Mr Chamal assures AFP that from now on the authorities will “no longer approve any project” that could pose a pollution risk if the plans do not include a “treatment station” for water.

“water quality”

“Inadequate infrastructure, limited regulations and low public awareness are the main factors leading to a significant deterioration in water quality in Iraq,” recognizes Ali Ayoub, an expert at Unicef, the United Nations Children’s Fund.

So, he told AFP, the two wastewater treatment plants in Baghdad will receive “double capacity” of water they can treat.

“Two-thirds of industrial and domestic wastewater is discharged untreated into rivers” – the equivalent of six million cubic meters per day – he says.

“Catastrophic” river pollution in Iraq


Tragedies are sometimes visible to the naked eye. East of Baghdad, AFP filmed a pipe flowing into the Diyala River, releasing greenish water with a foul smell.

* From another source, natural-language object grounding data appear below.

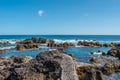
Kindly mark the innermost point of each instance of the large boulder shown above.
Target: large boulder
(4, 42)
(52, 65)
(94, 75)
(27, 46)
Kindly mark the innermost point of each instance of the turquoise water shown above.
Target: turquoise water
(78, 52)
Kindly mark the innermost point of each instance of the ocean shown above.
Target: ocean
(79, 52)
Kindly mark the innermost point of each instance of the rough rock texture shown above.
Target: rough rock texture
(65, 45)
(52, 65)
(115, 51)
(31, 43)
(4, 42)
(2, 51)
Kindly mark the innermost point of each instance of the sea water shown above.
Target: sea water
(76, 51)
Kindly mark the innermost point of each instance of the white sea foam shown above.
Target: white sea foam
(10, 41)
(9, 47)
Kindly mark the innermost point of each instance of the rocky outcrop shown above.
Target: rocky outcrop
(26, 46)
(2, 50)
(115, 51)
(4, 42)
(64, 45)
(52, 65)
(32, 43)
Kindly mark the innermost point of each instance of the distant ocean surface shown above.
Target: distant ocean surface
(78, 52)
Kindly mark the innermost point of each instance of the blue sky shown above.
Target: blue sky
(60, 17)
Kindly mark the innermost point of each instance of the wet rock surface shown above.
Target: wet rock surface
(95, 44)
(52, 65)
(115, 51)
(31, 43)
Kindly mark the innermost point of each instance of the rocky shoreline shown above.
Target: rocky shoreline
(57, 65)
(33, 43)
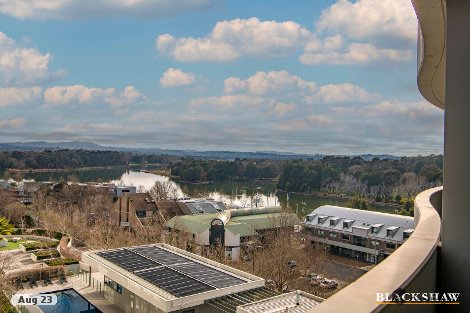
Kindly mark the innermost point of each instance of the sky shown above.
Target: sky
(329, 77)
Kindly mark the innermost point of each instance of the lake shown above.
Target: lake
(246, 193)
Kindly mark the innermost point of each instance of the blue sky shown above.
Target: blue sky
(333, 77)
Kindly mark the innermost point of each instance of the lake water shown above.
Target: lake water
(247, 193)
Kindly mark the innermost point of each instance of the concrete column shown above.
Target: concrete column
(455, 275)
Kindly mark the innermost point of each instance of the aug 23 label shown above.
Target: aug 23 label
(39, 299)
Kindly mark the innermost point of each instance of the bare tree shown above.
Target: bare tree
(163, 191)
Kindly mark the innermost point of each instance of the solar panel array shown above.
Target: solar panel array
(176, 274)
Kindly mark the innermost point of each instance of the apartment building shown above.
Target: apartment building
(364, 235)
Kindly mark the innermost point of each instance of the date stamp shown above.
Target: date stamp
(38, 299)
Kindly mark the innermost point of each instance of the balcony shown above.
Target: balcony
(412, 267)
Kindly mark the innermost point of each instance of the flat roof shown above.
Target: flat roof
(244, 225)
(176, 274)
(292, 302)
(361, 219)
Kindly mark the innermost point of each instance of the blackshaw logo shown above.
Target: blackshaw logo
(404, 297)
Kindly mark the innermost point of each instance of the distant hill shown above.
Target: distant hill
(218, 155)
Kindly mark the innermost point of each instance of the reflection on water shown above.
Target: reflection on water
(250, 193)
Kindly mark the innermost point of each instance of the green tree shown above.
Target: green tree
(5, 227)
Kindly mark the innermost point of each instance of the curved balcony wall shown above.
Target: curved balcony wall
(412, 267)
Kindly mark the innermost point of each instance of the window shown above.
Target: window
(140, 213)
(376, 228)
(311, 217)
(113, 285)
(407, 233)
(359, 241)
(391, 231)
(391, 245)
(347, 223)
(334, 221)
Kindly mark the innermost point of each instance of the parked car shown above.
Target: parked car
(314, 278)
(328, 284)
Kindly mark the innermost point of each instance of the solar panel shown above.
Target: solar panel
(160, 255)
(176, 283)
(176, 274)
(208, 275)
(128, 260)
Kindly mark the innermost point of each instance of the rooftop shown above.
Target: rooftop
(199, 206)
(385, 226)
(292, 302)
(243, 225)
(169, 273)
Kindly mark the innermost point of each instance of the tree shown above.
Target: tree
(163, 191)
(5, 227)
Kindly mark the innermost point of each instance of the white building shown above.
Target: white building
(365, 235)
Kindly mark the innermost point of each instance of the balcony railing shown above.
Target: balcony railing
(412, 267)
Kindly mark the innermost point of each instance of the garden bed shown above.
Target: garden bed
(44, 254)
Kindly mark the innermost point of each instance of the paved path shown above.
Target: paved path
(88, 293)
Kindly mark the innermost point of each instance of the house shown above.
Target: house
(134, 210)
(162, 278)
(232, 228)
(119, 190)
(364, 235)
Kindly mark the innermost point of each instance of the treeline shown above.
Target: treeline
(60, 159)
(349, 175)
(191, 170)
(355, 176)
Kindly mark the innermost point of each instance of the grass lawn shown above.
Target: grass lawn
(11, 246)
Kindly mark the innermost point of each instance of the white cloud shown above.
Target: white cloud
(281, 109)
(71, 9)
(365, 19)
(412, 110)
(263, 83)
(355, 54)
(228, 102)
(12, 123)
(10, 96)
(230, 40)
(63, 95)
(282, 83)
(176, 78)
(20, 66)
(344, 93)
(98, 127)
(309, 122)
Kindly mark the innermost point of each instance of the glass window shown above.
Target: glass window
(391, 245)
(113, 285)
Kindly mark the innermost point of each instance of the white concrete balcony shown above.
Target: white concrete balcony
(412, 267)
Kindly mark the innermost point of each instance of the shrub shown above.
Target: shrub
(5, 305)
(57, 262)
(46, 254)
(39, 245)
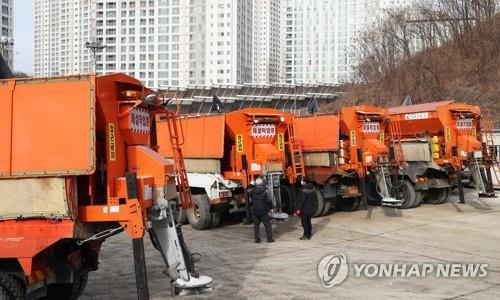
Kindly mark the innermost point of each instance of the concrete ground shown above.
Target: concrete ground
(286, 269)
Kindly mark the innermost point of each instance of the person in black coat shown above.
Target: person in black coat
(306, 206)
(261, 206)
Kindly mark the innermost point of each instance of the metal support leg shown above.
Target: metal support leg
(460, 185)
(364, 197)
(140, 269)
(489, 185)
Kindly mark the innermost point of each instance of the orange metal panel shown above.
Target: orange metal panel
(318, 133)
(52, 127)
(6, 88)
(423, 107)
(25, 239)
(203, 137)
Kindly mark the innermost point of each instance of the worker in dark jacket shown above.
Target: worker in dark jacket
(262, 207)
(306, 206)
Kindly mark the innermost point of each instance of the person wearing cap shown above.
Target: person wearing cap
(261, 206)
(306, 206)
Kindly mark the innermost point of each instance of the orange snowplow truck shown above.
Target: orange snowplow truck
(224, 153)
(76, 167)
(345, 155)
(439, 140)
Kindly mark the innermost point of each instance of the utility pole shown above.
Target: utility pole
(5, 44)
(95, 47)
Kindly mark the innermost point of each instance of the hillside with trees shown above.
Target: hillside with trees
(435, 50)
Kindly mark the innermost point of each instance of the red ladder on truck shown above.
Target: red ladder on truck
(180, 169)
(395, 133)
(489, 152)
(296, 154)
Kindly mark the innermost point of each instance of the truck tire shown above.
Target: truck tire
(68, 291)
(11, 288)
(320, 204)
(199, 215)
(437, 196)
(406, 193)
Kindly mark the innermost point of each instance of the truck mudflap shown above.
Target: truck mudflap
(483, 185)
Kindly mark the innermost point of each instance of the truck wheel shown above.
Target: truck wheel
(10, 287)
(199, 215)
(320, 204)
(406, 193)
(437, 196)
(68, 291)
(348, 204)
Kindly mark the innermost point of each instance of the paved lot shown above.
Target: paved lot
(467, 233)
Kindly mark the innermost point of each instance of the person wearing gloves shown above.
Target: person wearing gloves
(261, 206)
(306, 207)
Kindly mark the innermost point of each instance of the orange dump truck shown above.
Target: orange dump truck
(439, 140)
(224, 153)
(76, 167)
(345, 155)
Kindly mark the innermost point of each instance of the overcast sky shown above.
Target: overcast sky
(23, 36)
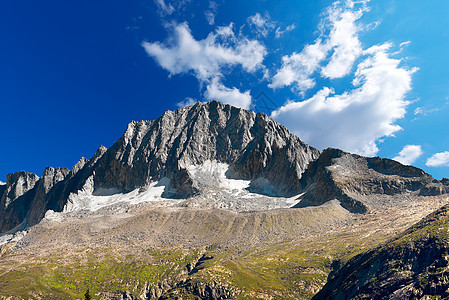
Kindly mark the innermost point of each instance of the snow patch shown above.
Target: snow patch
(219, 189)
(213, 175)
(4, 239)
(88, 199)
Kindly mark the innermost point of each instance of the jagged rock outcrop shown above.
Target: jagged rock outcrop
(355, 180)
(254, 145)
(50, 192)
(17, 184)
(16, 199)
(251, 145)
(50, 177)
(412, 266)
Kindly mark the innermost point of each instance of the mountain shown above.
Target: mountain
(236, 146)
(411, 266)
(208, 201)
(360, 182)
(253, 147)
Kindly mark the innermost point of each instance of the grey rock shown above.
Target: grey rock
(50, 177)
(354, 180)
(252, 144)
(17, 184)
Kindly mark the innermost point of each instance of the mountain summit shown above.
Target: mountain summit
(199, 151)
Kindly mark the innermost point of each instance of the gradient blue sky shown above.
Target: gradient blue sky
(73, 74)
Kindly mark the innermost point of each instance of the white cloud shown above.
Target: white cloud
(438, 160)
(164, 8)
(342, 40)
(211, 12)
(186, 102)
(298, 67)
(409, 154)
(207, 58)
(354, 120)
(217, 91)
(279, 32)
(262, 24)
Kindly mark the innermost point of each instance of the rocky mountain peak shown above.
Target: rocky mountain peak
(252, 144)
(78, 166)
(51, 176)
(18, 184)
(357, 181)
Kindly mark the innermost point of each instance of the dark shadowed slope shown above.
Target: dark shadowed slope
(412, 266)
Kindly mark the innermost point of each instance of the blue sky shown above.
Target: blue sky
(369, 77)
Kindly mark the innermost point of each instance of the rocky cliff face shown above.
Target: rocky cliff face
(254, 146)
(50, 192)
(17, 184)
(412, 266)
(356, 180)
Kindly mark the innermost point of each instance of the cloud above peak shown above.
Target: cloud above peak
(207, 59)
(409, 154)
(438, 160)
(356, 119)
(339, 39)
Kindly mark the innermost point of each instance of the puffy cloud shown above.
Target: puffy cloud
(354, 120)
(339, 36)
(409, 154)
(279, 32)
(298, 67)
(211, 12)
(344, 41)
(164, 8)
(262, 24)
(217, 91)
(206, 59)
(438, 160)
(186, 102)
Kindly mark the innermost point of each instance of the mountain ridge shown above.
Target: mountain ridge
(253, 147)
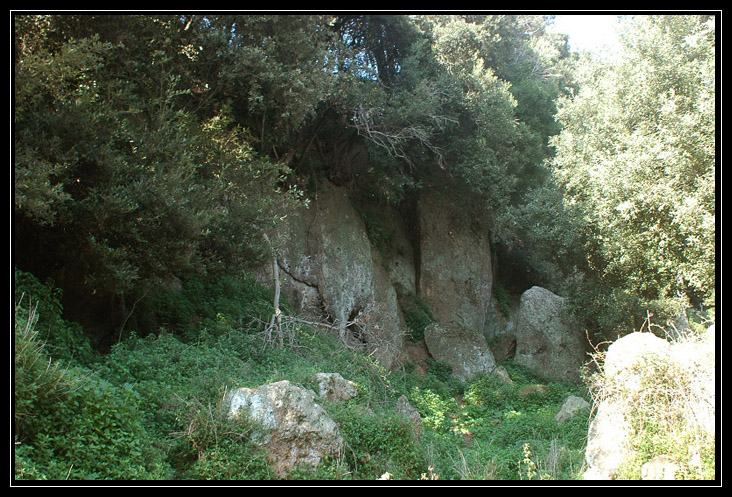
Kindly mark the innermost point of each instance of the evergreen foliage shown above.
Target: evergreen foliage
(151, 152)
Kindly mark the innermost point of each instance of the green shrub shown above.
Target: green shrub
(62, 339)
(378, 443)
(71, 424)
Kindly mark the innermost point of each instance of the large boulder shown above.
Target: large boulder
(463, 349)
(455, 270)
(630, 373)
(548, 340)
(335, 388)
(329, 270)
(294, 429)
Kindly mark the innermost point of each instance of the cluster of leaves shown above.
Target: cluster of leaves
(151, 147)
(627, 222)
(638, 156)
(118, 165)
(483, 435)
(153, 409)
(70, 423)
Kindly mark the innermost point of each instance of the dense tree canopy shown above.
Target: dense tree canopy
(637, 158)
(149, 147)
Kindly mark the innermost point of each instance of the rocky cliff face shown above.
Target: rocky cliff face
(333, 271)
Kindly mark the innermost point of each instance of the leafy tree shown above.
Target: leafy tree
(115, 173)
(637, 157)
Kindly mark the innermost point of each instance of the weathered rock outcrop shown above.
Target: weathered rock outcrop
(463, 349)
(547, 339)
(296, 430)
(330, 268)
(455, 270)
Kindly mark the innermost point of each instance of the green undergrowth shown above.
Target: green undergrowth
(153, 407)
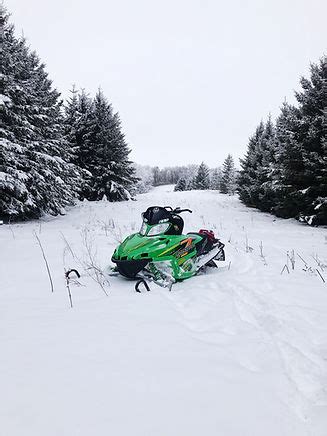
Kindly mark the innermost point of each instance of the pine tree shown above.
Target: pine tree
(302, 152)
(35, 173)
(249, 167)
(215, 180)
(104, 154)
(228, 179)
(181, 185)
(202, 180)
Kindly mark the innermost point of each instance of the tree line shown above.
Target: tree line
(220, 179)
(284, 170)
(54, 153)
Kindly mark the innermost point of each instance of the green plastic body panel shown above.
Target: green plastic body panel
(176, 251)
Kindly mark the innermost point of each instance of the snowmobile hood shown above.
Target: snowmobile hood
(137, 246)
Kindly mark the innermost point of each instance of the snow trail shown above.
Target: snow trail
(238, 351)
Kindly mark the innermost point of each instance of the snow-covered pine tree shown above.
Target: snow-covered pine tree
(105, 154)
(228, 178)
(302, 152)
(181, 185)
(215, 179)
(202, 179)
(78, 127)
(263, 192)
(249, 166)
(288, 175)
(35, 173)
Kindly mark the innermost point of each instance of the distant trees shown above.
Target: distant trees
(228, 177)
(201, 180)
(285, 168)
(215, 179)
(50, 157)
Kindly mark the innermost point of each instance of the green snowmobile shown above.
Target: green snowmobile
(159, 252)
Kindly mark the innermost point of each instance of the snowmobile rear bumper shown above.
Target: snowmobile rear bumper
(130, 268)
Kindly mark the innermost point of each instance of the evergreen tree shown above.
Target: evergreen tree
(105, 154)
(215, 180)
(302, 152)
(228, 179)
(249, 167)
(35, 173)
(202, 180)
(181, 185)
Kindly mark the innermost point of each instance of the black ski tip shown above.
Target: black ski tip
(139, 282)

However, Unicef ​​​​assures that “the Iraqi government is committed to improving water quality”.

The organization points to a three-year plan from the ministry that aims to “strengthen the water distribution and sanitation system,” particularly through “quality controls” to ensure “access to clean drinking water, especially for the most vulnerable communities.”

In collaboration with Unicef, Medical City – Baghdad's 3,000-bed state hospital complex – just inaugurated a wastewater treatment plant.

In the first phase, three units were installed, each treating 200 cubic meters of water per day. According to a city official, Aqil Salmane, four more units of 400 cubic meters will be completed “within two months.”

“Catastrophic” river pollution in Iraq


“After treatment, the water can be used to irrigate the gardens of the Cité Médicale and to supply the fire service tanks,” he explains.

In the past, this wastewater was diverted into the sewer system.

“Concentration of pollutants”

The further south we go, the worse the pollution becomes, creating a snowball effect.

“Catastrophic” river pollution in Iraq


“Sewage from other regions is discharged into the river and the water that reaches us is polluted,” confirms Hassan Zouri, a sixty-year-old from Dhi Qar province in the far south. “We need to buy water.”

The phenomenon is exacerbated by decreasing rainfall, but also by the falling levels of the Tigris and Euphrates rivers when they arrive in Iraq: Baghdad criticizes that the water is being held back by the dams built upstream in the neighboring countries of Turkey and Iran.

“The amount of water arriving on Iraqi territory has decreased, which means the concentration of pollutants is increasing,” says Environment Ministry spokesman Amir Hassoun.

In the past, to dilute heavily polluted water, authorities have been able to open valves and increase the flow. Almost impossible today: reserves have to be saved.

In addition to working to “sensitize” the public in order to “change individual behavior,” authorities are trying to enforce “strict surveillance,” according to Hassoun.

“We require that all hospitals have water treatment systems,” he assures. We hope that 2024 will be “the year in which we eliminate all irregularities” in health facilities.